Maxwell Cooper said she thinks that as soon as people can throw big weddings, they’ll be back up and running like the pandemic never happened, because “there’s going to be a greater appreciation for these moments.” But once people can more freely gather, move around the country, and do things like dance together and sing loudly into one another’s faces, there’s no guarantee that they’ll want to do so in large numbers. As several of my colleagues have noted, this pandemic could heighten Americans’ collective fear of health risks. Now that all big gatherings are suddenly looming large in the public imagination as potential hot spots for the spread of disease, the average size of a wedding could shrink dramatically. People might also feel a lingering reticence toward nonessential travel, which could keep out-of-town friends and relatives away from the party.

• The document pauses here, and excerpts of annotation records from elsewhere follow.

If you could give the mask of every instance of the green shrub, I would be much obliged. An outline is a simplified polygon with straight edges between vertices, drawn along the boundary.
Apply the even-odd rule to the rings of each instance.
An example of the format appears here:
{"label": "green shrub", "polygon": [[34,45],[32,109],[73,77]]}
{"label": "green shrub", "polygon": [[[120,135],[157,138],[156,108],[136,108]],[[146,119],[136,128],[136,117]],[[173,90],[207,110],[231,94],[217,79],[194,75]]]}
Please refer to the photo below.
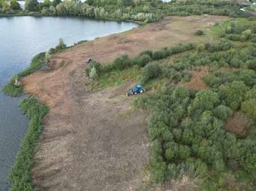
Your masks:
{"label": "green shrub", "polygon": [[202,30],[198,30],[194,34],[196,36],[200,36],[203,35],[203,31]]}
{"label": "green shrub", "polygon": [[225,32],[221,32],[219,34],[219,38],[225,38],[226,36]]}
{"label": "green shrub", "polygon": [[84,72],[85,74],[85,76],[86,77],[89,77],[89,72],[90,72],[90,70],[89,68],[85,68],[84,69]]}
{"label": "green shrub", "polygon": [[185,82],[188,82],[190,81],[192,77],[192,75],[187,70],[184,70],[182,72],[182,79]]}
{"label": "green shrub", "polygon": [[225,105],[233,109],[237,109],[245,98],[245,95],[249,90],[243,82],[233,81],[220,85],[219,95]]}
{"label": "green shrub", "polygon": [[50,55],[48,52],[45,52],[45,62],[48,63],[50,59]]}
{"label": "green shrub", "polygon": [[149,62],[142,69],[142,76],[145,79],[162,77],[164,73],[164,68],[158,62]]}
{"label": "green shrub", "polygon": [[179,157],[182,159],[188,159],[190,156],[190,148],[187,145],[179,145]]}
{"label": "green shrub", "polygon": [[182,100],[188,99],[190,96],[190,94],[188,88],[186,86],[177,86],[172,94],[175,99],[180,99]]}
{"label": "green shrub", "polygon": [[101,70],[104,73],[110,72],[112,71],[114,66],[112,64],[105,64],[101,67]]}
{"label": "green shrub", "polygon": [[136,56],[134,56],[131,62],[132,65],[136,65],[138,64],[139,58]]}
{"label": "green shrub", "polygon": [[253,38],[252,39],[251,39],[250,40],[250,42],[254,43],[256,43],[256,37]]}
{"label": "green shrub", "polygon": [[166,51],[164,50],[162,50],[154,51],[152,57],[153,59],[157,59],[160,58],[165,58],[166,56]]}
{"label": "green shrub", "polygon": [[249,117],[255,120],[256,99],[251,98],[242,103],[241,111]]}
{"label": "green shrub", "polygon": [[246,94],[246,99],[256,99],[256,86],[254,86],[251,89],[250,89]]}
{"label": "green shrub", "polygon": [[196,174],[200,177],[203,178],[208,172],[207,165],[200,159],[198,159],[195,165]]}
{"label": "green shrub", "polygon": [[11,191],[33,190],[31,170],[34,167],[34,155],[44,125],[43,118],[49,109],[38,104],[36,98],[24,99],[19,103],[21,111],[26,113],[31,120],[27,134],[21,143],[21,150],[17,155],[17,160],[10,171],[8,177],[13,183]]}
{"label": "green shrub", "polygon": [[217,93],[211,90],[202,90],[196,94],[194,102],[189,106],[188,110],[190,112],[195,109],[210,111],[219,102],[219,95]]}
{"label": "green shrub", "polygon": [[99,75],[97,74],[97,70],[93,67],[89,72],[89,75],[90,78],[93,80],[97,80],[99,78]]}
{"label": "green shrub", "polygon": [[229,107],[223,105],[215,108],[213,112],[215,117],[224,121],[227,121],[229,118],[232,116],[233,113],[232,110]]}
{"label": "green shrub", "polygon": [[170,48],[170,49],[171,50],[172,54],[182,53],[186,50],[186,48],[184,46],[180,45],[172,47],[171,48]]}
{"label": "green shrub", "polygon": [[92,60],[89,64],[89,70],[90,71],[93,68],[96,69],[97,74],[99,75],[99,72],[101,70],[101,63],[97,61]]}
{"label": "green shrub", "polygon": [[56,48],[50,48],[50,50],[49,50],[49,53],[50,54],[52,54],[53,53],[55,53],[57,51],[57,50]]}
{"label": "green shrub", "polygon": [[14,84],[11,83],[5,84],[1,90],[5,94],[12,96],[19,96],[23,92],[21,87],[17,87]]}

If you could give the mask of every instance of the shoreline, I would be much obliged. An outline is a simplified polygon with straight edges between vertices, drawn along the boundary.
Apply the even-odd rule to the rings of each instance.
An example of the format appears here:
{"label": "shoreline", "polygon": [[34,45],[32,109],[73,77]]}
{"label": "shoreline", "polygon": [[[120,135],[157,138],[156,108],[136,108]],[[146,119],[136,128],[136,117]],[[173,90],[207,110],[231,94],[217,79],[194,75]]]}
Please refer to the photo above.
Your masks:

Moreover, wedding trends are—for lack of a less cringey term—contagious; many couples plan their wedding day by borrowing elements of what they’ve seen and liked at other weddings. In the months and years ahead, couples who might have otherwise opted for the whole enchilada might model their own wedding day after friends’ or relatives’ small ceremonies and elopements. Small wedding ceremonies could, in other words, become more common not just for health reasons, but because coziness and intimacy might organically become trendy.
Some couples might not have a choice about whether to throw a big party at all. The pandemic has already been financially devastating for people all over the country; big, lavish weddings might start to seem like even more of an unnecessary extravagance than they did before. In 2019, the average cost of a wedding and reception in the United States had ballooned to about $28,000, according to data from The Knot—and while weddings have long been famously expensive for the marrying couple and their families, they’ve also grown expensive for their guests and members of their wedding parties. Especially when many Americans are financially struggling, the requirement to hold smaller, simpler, cheaper weddings could come as a relief.
Inevitably, the big wedding celebrations lost to the coronavirus will be disappointing for families and would-be guests, and heartbreaking for marrying couples. On the other hand, the purpose of a wedding is to be a public declaration of commitment and enduring love, and it’s hard to imagine a more powerful testament to the durability of two people’s bond than the story of how they survived a pandemic together, endured the hardships it presented, and made personal sacrifices for the greater good. As a friend of mine recently put it, in the future, the stories of couples who married during the coronavirus era will be the stuff of family legend, of toasts at anniversary parties. Grandma and Grandpa could only have a small wedding because they were living through the coronavirus pandemic—so here we all are, on their 50th wedding anniversary, to give them the celebration they deserve.